L’Arche : Va-t-il y avoir désengagement ou non ? 

Dominique Moïsi : Titre du Financial Time : « I do not believe that brexit is happen » et « Referendum 2 coming soon ». Au Danemark et en Irlande il y a eu un deuxième référendum. En réalité, la classe politique anglaise était dans sa majorité contre le Brexit. 75 % du parlement britannique aurait voté pour la poursuite et c’est donc extraordinairement compliqué. Vous avez de part et d’autre des leaders qui sont rejetés. David Cameron a démissionné et n’a pas encore de successeur.

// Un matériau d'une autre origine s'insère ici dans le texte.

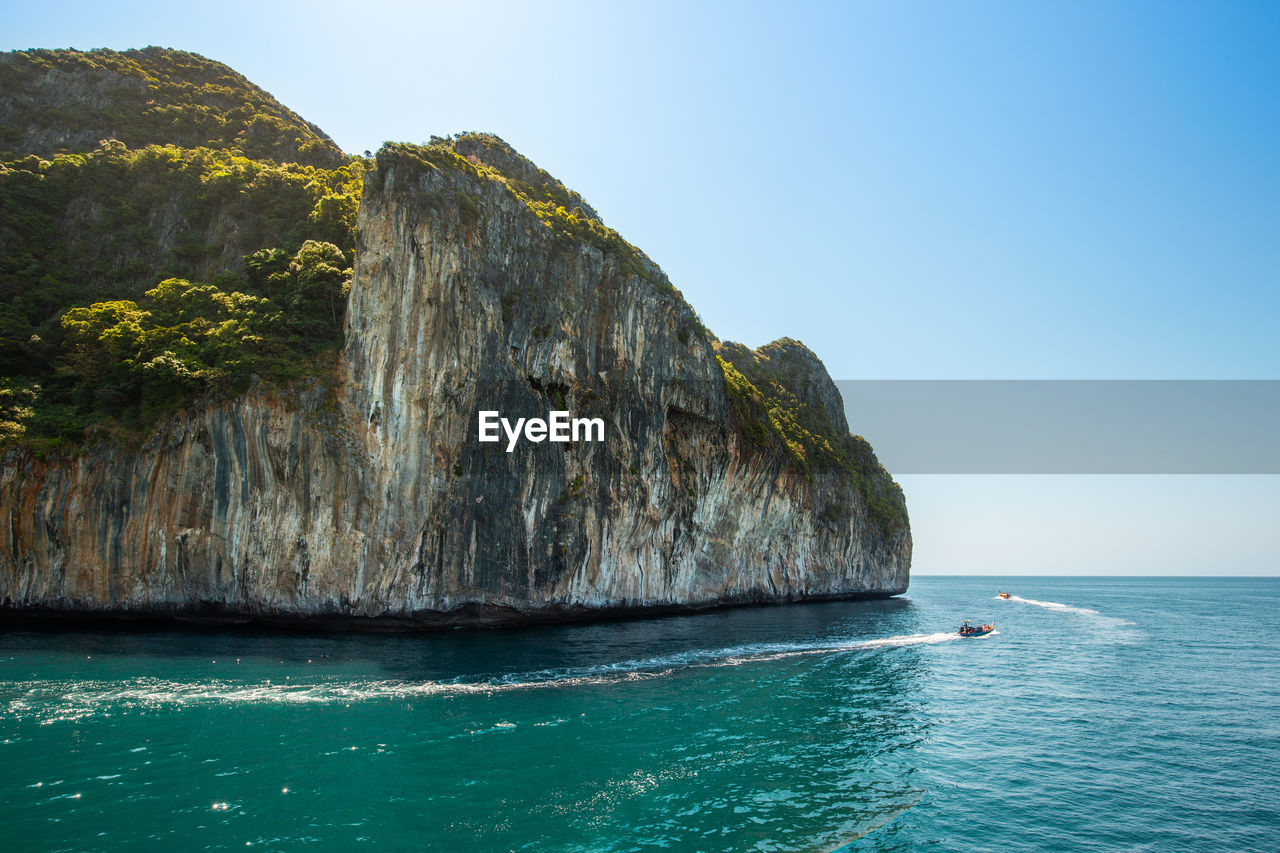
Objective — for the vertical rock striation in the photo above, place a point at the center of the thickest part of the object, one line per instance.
(480, 283)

La personne qui veut lui succéder ne souhaite pas quitter l’Europe mais renégocier en position de force avec elle. Il s’agit de Boris Johnson. Le parti travailliste était majoritairement pour le maintien dans l’Union Européenne et est en train de se débarrasser de son leader parce qu’il a fait une campagne trop mauvaise pour rester dans l’Union. Je pense qu’il faut être extrêmement prudent. Il y a eu un vote démocratique. Ce vote est important. Mais on voit que vous avez en Grande Bretagne de multiples voix qui s’expriment de part et d’autre pour revenir en arrière. Le parti travailliste est pro-européen et il a voté une motion de défiance à l’égard de son leader Jeremy Corbyn parce qu’il n’a pas fait assez campagne pour l’Europe. Donc en fait Corbyn va sauter. C’est un cataclysme pour la politique britannique. A gauche comme à droite, il faut donc répondre à ces questions avant de s’interroger sur les étapes de désengagements. On en est très loin.